Texas Tech formally announced both moves at approximately 2 p.m.

Although the Red Raiders are currently 5-3 this season, they are 13-17 since Wells was hired to replace Kliff Kingsbury after the 2018 season.

Wells was rumored to be in trouble after the 2020 season, but remained in place.

When Texas Tech blew a big lead and lost 25-24 against Kansas State on Saturday in Lubbock, however, Tech officials decided it was time.

Tech will owe Wells about $7 million on the remainder of his contract.

Wells was a surprise hire by Hocutt and Tech in November of 2018. Although Wells built a winner at Utah State, a notoriously difficult job, he was not awash in Texas roots.

A decent man, he just never clicked in Lubbock and for the Red Raiders who pine to return to the winning days of Mike Leach.

In Wells’ first season, the Red Raiders finished 4-8 and 2-7 in the Big 12. Last season, they were 4-6, and 3-6 in conference.

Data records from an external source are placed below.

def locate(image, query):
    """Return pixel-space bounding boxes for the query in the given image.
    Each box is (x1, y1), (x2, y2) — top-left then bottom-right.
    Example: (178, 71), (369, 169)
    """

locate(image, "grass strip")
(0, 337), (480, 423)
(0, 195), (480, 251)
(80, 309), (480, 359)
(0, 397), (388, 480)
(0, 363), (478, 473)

The team did not qualify for a bowl in each of his first two years, which left many prominent Red Raider fans uneasy about his ability to build a winner in Lubbock.

Although the Red Raiders began the season with a nice win at Houston, they followed that by barely avoiding an embarrassing home loss to FCS Stephen F. Austin at home.

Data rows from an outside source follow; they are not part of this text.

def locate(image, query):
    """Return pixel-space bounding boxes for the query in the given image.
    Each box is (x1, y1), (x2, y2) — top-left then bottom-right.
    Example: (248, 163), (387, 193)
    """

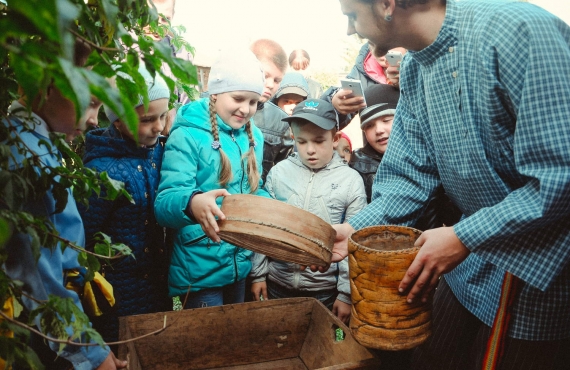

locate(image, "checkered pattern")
(350, 0), (570, 340)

One more win and the Red Raiders will be bowl eligible.

Tech has four games remaining, all against ranked teams: Oklahoma, Iowa State, Oklahoma State and Baylor.

Since Leach was fired in 2009, Tech has had Ruffin McNeil, Tommy Tuberville, Chris Thomsen, Kingsbury, Wells and now Cumbie serve as the head coach.

McNeil, Thomsen and Cumbie were all interims.

Since the start of the 2011 season, Tech has posted seven seasons with losing records. The Red Raiders posted consecutive 8-5 records in 2012 and ‘13.

The 2012 season was the last for Tuberville, and ‘13 was the first under Kingsbury.

The plan was Matt Wells would stabilize the position, and bring winners back to Lubbock the way Leach did in the first decade.

Didn’t happen.

Now speculation will focus on Wells’ replacement.

The list will include UTSA’s Jeff Traylor, SMU’s Sonny Dykes, and former Baylor coach Art Briles.

There is no hotter coach in college football than Traylor, who in his second season in San Antonio is 8-0 and has the Roadrunners ranked in the Top 25.

Sonny Dykes’ SMU Mustangs are again in the top 25, and he has a long blood line to Texas Tech. His father, Spike Dykes, was the Red Raiders head coach from 1986 to ‘99.

Briles, the much maligned former Baylor coach, is a Texas Tech alum and remains a topic of conversation among prominent Tech boosters.